Test Optimization: Can I expect the results of two optimized scans on the same site to be identical?

Since our team is constantly analyzing and updating the settings, each AppScan update has improved optimization settings, and therefore even if the site is unchanged the results may not be identical. However it is unlikely that a test that revealed an issue in the earlier scan would be filtered out of the later scan with the same optimization level.

What is a static analysis IRX file and what does it contain?

IRX is a secure and encrypted zip archive that contains the information that is necessary to run a full static analysis of your program. It is encrypted at-rest upon creation, as well as during transport to the cloud (over SSL).

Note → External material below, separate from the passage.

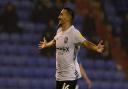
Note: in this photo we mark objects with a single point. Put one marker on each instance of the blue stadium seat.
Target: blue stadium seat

Internally, an IRX archive contains these files and artifacts:

  • A proprietary and obfuscated representation of your deployable program artifacts, built from your deployed source code (for example, Java bytecode or .Net MSIL). To learn which languages are supported for static analysis scans, see System requirements for static analysis).
  • Any runtime script files that are deployed with your program that can be analyzed for security vulnerabilities (for example .js (Javascript) or .rb (Ruby) files).
  • Static Analyzer configuration files that describe the application or project hierarchy and relationships or dependencies of your program. This allows for accurate and complete security analysis across project boundaries within your application.
  • Static Analyzer log files generated during the creation of the archive (for diagnostics and support).